Lionsgate Admits Using Fake Quotes in Megalopolis Trailer

lionsgate-admits-using-fake-quotes-in-megalopolis-trailer
Lionsgate Admits Using Fake Quotes in Megalopolis Trailer

A new Megalopolis trailer dropped earlier today—and it played into the mixed early buzz surrounding Francis Ford Coppola’s passion project, highlighting tepid reviews of his past films (Apocalypse Now, The Godfather) that are now considered masterpieces. But what seemed like a clever gimmick a few hours ago now feels like a stunt gone very wrong. Studio Lionsgate has just admitted—after Vulture and other online sleuths began poking deeper into those reviews—that the quotes were not real.

In a statement to Variety, Lionsgate took full responsibility. “Lionsgate is immediately recalling our trailer for Megalopolis,” the statement provided to the trade read. “We offer our sincere apologies to the critics involved and to Francis Ford Coppola and American Zoetrope for this inexcusable error in our vetting process. We screwed up.
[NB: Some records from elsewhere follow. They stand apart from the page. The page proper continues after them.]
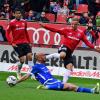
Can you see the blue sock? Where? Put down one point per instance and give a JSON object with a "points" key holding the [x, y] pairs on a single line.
{"points": [[86, 90]]}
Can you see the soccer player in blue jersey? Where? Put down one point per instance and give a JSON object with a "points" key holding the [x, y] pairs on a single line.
{"points": [[43, 75]]}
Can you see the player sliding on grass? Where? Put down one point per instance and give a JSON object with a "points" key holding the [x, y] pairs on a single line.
{"points": [[43, 75], [72, 37]]}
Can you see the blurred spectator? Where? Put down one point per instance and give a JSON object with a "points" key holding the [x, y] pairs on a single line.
{"points": [[30, 16], [64, 10], [38, 6], [43, 18], [2, 15], [1, 3], [2, 34], [94, 6], [7, 10]]}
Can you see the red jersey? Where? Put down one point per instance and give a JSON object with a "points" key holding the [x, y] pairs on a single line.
{"points": [[71, 37], [17, 32]]}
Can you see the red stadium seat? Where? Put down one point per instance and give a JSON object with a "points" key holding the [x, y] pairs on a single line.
{"points": [[82, 8], [61, 18], [50, 16]]}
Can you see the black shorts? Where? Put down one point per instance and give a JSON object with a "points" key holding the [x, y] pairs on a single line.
{"points": [[69, 58], [23, 49]]}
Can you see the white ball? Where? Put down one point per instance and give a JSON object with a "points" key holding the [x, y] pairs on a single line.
{"points": [[11, 80]]}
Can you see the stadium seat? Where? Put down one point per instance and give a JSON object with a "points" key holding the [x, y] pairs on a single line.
{"points": [[82, 8], [50, 16], [98, 14], [61, 18]]}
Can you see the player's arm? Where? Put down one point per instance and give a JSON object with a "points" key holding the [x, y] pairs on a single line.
{"points": [[9, 33], [27, 35], [51, 28], [23, 78]]}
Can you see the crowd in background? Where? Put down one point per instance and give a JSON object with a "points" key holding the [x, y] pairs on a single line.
{"points": [[37, 10]]}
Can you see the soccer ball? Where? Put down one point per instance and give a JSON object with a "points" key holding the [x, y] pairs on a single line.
{"points": [[11, 80]]}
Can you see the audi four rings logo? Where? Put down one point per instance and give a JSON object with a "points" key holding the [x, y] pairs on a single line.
{"points": [[46, 36]]}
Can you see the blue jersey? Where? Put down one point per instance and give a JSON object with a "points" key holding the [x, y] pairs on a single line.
{"points": [[42, 74]]}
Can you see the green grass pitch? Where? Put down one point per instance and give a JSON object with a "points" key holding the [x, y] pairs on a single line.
{"points": [[27, 90]]}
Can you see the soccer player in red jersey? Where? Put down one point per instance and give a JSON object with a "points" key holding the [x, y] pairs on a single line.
{"points": [[18, 37], [72, 37]]}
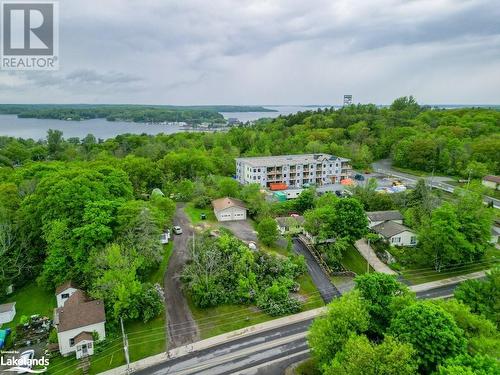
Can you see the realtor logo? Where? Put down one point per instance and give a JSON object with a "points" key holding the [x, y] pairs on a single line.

We are sorry.”

While the trailer has since been removed, it contained quotes from legendary critics including Pauline Kael, Andrew Sarris, and Roger Ebert—writers whose opinions helped shaped the public’s moviegoing choices for decades, and whose reviews are very easily accessible in both print and online.
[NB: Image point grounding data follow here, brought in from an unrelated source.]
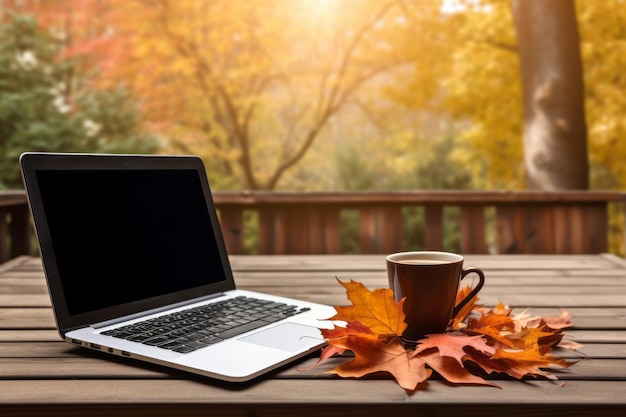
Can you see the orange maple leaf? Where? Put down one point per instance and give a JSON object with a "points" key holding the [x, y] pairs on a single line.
{"points": [[377, 309], [373, 354], [453, 345], [495, 341]]}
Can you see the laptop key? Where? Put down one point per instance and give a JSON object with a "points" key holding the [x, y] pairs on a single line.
{"points": [[227, 334]]}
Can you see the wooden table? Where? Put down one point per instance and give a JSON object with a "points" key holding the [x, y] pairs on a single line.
{"points": [[41, 375]]}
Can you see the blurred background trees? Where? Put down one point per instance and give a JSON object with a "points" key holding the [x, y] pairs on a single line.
{"points": [[42, 106]]}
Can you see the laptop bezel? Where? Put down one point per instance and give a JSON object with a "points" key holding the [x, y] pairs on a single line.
{"points": [[31, 162]]}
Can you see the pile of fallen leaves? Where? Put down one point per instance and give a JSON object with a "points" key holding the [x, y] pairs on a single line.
{"points": [[478, 341]]}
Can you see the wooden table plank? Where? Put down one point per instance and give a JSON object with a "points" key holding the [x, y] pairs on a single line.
{"points": [[41, 375]]}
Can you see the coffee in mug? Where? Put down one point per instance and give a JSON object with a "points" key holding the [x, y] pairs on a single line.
{"points": [[429, 281]]}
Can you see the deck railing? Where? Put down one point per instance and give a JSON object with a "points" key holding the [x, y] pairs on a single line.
{"points": [[15, 228], [267, 222], [563, 222]]}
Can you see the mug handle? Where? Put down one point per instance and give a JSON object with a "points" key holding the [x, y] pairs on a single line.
{"points": [[468, 297]]}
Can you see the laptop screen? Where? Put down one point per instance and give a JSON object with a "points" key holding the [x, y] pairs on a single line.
{"points": [[123, 236], [118, 241]]}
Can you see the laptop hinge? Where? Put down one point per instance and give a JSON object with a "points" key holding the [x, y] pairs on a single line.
{"points": [[122, 319]]}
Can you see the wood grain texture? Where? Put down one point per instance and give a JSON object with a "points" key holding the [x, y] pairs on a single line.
{"points": [[42, 375]]}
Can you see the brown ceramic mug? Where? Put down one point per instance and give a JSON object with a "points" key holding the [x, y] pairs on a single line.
{"points": [[430, 282]]}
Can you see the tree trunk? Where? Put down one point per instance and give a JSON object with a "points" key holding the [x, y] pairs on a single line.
{"points": [[555, 131]]}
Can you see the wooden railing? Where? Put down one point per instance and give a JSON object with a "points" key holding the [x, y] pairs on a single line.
{"points": [[563, 222], [15, 228]]}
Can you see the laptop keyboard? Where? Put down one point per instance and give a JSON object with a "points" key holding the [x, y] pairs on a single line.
{"points": [[188, 330]]}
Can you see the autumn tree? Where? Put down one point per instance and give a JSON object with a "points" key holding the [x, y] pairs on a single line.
{"points": [[40, 110], [555, 131], [250, 85]]}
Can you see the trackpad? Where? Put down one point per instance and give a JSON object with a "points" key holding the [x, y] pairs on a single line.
{"points": [[291, 337]]}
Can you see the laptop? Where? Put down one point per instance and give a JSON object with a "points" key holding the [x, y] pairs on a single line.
{"points": [[136, 267]]}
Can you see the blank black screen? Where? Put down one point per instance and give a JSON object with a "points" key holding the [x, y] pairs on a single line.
{"points": [[124, 236]]}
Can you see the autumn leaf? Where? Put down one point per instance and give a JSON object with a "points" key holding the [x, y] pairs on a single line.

Gizmodo’s Rhett Jones theorized that someone could have used a chatbot program to come up with the false quotes; here’s what chatGPT came up with when he asked it about Ebert’s review of Coppola’s 1992 horror romance Bram Stoker’s Dracula, one of the examples cited in the Megalopolis trailer:

(Any actual use of a chatbot to come up with the quotes used in the trailer is unconfirmed; this was just an experiment.)

The trailer quoted Ebert as referring to Dracula as having “style over substance,” a phrase that does not appear in his actual review (he does describe it as “an exercise in feverish excess”), but does appear nearly verbatim in the sample chatGPT prompt. (io9 reached out to Lionsgate earlier today for comment regarding Vulture’s story about the fabricated quotes, and did not hear a response before Variety and other trades printed the studio’s “we screwed up” statement.)

Kael, Sarris, and Ebert are no longer alive, but one critic who spotted his name in the Megalopolis trailer—Owen Glieberman, formerly of Entertainment Weekly and now at Variety—took note and had a response.

Speaking to his current outlet, he pointed out that the whole idea behind the trailer itself—that Coppola’s best works were misunderstood at first—was a shaky one to begin with. “Critics loved The Godfather,” he told Variety. “And though Apocalypse Now was divisive, it received a lot of crucial critical support. As far as me calling Bram Stoker’s Dracula ‘a beautiful mess,’ I only wish I’d said that! Regarding that film, it now sounds kind.”

Megalopolis is slated for a September 27 release in theaters and IMAX. It stars Adam Driver, Giancarlo Esposito, Nathalie Emmanuel, Shia LaBeouf, Jon Voight, Laurence Fishburne, Talia Shire, Jason Schwartzman, Kathryn Hunter, Grace VanderWaal, Chloe Fineman, James Remar, D. B. Sweeney, Dustin Hoffman, and Aubrey Plaza.